I try and focus, suck in a breath and push it out, but it’s no use.

I’m so spun I can’t even track a cartoon.

I turn the TV off, wait for the images to descend back into the projector’s base, and go inside myself to find my Voice. Ever since the time at my house when she screamed at me to run, it’s been easier and easier to get down to where she is.

My Voice is right there on the edge of my regular mind like she’s expecting me:

“I’m your secret, scared boy.” She doesn’t sound like a regular human—her voice is too hollow and ghostly—but even so, right now she feels like a friend, and hearing her fills me with relief.

WAIT! I shout inside.

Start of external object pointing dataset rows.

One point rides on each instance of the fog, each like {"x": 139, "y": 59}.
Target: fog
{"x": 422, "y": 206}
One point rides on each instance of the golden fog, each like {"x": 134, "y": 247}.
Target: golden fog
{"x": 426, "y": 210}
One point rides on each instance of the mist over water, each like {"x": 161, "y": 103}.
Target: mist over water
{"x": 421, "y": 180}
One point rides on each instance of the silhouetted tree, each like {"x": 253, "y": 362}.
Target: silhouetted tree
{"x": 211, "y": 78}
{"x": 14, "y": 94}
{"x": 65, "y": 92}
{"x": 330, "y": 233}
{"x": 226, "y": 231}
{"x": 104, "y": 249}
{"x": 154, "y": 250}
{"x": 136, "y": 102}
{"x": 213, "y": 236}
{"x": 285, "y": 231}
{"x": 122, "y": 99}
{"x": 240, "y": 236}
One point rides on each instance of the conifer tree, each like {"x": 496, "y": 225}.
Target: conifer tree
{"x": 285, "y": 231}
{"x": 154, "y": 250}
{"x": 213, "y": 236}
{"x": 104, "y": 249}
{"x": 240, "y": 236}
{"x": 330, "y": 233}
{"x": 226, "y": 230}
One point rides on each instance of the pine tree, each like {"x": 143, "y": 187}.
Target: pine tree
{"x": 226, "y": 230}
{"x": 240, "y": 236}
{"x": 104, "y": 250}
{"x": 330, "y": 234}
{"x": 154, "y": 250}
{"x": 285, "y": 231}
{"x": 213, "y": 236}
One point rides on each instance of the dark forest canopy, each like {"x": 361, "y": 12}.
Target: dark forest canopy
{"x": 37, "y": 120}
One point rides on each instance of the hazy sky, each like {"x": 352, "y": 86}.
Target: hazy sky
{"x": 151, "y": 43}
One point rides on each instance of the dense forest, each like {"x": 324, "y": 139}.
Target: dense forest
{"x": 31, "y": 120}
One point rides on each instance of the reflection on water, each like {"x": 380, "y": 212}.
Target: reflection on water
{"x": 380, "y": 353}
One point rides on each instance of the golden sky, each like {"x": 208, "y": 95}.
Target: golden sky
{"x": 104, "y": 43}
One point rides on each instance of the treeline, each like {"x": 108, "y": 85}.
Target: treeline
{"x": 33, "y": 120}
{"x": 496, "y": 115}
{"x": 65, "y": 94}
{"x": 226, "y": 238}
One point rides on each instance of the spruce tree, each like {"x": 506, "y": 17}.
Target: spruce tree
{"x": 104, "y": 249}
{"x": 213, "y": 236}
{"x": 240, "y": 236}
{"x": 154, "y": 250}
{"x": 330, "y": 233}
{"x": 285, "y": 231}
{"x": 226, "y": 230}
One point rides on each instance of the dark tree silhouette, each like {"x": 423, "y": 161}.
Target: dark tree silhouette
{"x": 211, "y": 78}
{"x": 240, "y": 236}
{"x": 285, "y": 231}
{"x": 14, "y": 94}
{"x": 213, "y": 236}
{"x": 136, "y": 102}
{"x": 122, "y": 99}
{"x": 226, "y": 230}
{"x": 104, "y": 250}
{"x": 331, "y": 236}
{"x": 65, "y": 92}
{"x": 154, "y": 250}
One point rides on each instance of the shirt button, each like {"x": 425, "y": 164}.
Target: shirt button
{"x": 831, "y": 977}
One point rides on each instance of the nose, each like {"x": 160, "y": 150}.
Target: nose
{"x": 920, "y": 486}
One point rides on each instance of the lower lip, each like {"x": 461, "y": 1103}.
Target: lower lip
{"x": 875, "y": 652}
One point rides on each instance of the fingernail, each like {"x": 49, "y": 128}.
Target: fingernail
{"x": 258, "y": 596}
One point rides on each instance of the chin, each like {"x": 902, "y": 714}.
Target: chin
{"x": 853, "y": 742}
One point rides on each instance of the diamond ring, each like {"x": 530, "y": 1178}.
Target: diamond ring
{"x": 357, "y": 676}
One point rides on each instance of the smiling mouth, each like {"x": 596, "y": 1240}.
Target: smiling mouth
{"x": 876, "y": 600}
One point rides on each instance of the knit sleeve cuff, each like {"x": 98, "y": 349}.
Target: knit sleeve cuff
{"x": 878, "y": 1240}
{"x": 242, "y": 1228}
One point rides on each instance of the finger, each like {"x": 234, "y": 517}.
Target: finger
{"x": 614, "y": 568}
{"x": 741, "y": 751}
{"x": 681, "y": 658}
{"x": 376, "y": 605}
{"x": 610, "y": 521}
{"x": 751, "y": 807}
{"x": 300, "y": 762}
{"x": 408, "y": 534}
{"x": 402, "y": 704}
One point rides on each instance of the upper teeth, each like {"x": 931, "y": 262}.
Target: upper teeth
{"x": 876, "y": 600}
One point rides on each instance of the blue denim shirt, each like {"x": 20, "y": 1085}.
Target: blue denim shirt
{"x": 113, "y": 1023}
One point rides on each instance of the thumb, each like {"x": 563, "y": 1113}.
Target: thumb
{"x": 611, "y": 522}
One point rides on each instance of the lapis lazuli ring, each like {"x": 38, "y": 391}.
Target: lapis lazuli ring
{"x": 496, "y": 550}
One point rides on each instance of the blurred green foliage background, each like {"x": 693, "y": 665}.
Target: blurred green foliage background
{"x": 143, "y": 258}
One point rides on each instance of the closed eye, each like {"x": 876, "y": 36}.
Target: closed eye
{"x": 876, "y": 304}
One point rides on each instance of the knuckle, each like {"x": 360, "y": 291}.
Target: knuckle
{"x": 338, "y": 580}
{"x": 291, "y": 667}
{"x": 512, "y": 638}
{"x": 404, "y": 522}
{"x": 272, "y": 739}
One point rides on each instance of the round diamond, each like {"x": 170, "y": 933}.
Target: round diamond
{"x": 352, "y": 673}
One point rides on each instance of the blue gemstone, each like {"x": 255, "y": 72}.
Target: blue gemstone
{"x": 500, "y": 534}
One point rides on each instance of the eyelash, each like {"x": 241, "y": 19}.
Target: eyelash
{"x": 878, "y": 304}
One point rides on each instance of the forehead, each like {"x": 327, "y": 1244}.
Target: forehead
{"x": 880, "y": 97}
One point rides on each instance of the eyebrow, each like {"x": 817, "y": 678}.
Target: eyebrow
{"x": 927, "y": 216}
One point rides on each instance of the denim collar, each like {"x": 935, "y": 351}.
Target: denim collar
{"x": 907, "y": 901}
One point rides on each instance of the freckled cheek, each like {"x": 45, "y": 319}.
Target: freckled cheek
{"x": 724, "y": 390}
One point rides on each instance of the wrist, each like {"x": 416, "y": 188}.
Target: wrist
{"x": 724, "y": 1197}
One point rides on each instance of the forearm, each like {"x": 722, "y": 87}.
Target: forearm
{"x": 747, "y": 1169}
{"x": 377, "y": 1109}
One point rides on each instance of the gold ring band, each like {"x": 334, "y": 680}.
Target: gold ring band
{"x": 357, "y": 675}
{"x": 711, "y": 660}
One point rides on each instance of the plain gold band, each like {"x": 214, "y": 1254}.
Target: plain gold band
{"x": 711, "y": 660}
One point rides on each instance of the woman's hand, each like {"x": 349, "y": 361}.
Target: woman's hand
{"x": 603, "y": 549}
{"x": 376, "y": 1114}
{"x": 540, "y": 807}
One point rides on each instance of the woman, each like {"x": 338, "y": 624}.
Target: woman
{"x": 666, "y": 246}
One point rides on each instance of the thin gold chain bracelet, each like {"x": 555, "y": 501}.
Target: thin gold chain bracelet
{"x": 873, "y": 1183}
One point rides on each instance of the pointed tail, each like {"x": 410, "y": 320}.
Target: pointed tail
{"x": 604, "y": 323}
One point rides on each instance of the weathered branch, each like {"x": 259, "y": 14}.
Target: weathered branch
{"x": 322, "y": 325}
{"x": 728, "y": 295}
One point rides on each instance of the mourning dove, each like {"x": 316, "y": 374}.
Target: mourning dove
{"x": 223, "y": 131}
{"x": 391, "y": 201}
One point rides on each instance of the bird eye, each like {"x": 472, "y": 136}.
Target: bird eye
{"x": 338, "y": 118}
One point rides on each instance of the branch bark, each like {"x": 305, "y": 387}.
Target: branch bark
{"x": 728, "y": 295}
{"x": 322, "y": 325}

WHO ARE YOU?

“Who am I?” she asks me back. “I’m your secret. Your girl Sly. Your friend in the Silly Juice.”

I DON’T UNDERSTAND.

“You will, scared boy.” She doesn’t get any quieter. “I’m your secret Sly Girl, on the sly, runaway. Don’t go telling people about me, boy—snitches and stitches.”

I’M NOT A SNITCH!

Silence. Her calling me a snitch pisses me off and I feel myself slipping back up to the surface against my will. When I return, Corina’s there. She’s standing over me, holding a pile of clothes and some bathroom stuff. “You alright?”

I’m your secret. I nod. “I think I’m just tired. It’s been a weird few days.” I can’t tell what I do when I’m down under the drain. I might make faces or talk out loud or something—I just don’t know.

Snitches and stitches . . .

I’m suddenly nervous I’ve given something away. “Why?”

She shrugs. “Because I wasn’t alright when I got here, and you’ve had more shit happen to you than I ever have.” She hands me a pile of clothes. “Here. The bathroom’s down that way on your right.”

“Towel?” I ask.

“On the counter. Go get cleaned up and then we’ll get you started.”

“Started on what?”

“You got a job to do, Alex Mata—just like me.” She raises an eyebrow. “So get your ass on it.” She smiles and gestures with her chin toward the door she just came through.

Her smile makes me feel better instantly.

I walk out and down a hallway. When I’m through the door I turn back to Corina. She’s looking at something on her hand. From here she looks like a little kid who should be watching cartoons with me. When I first saw her, I didn’t think about how old she was, but now I can see that she’s my age or maybe a little bit older than me.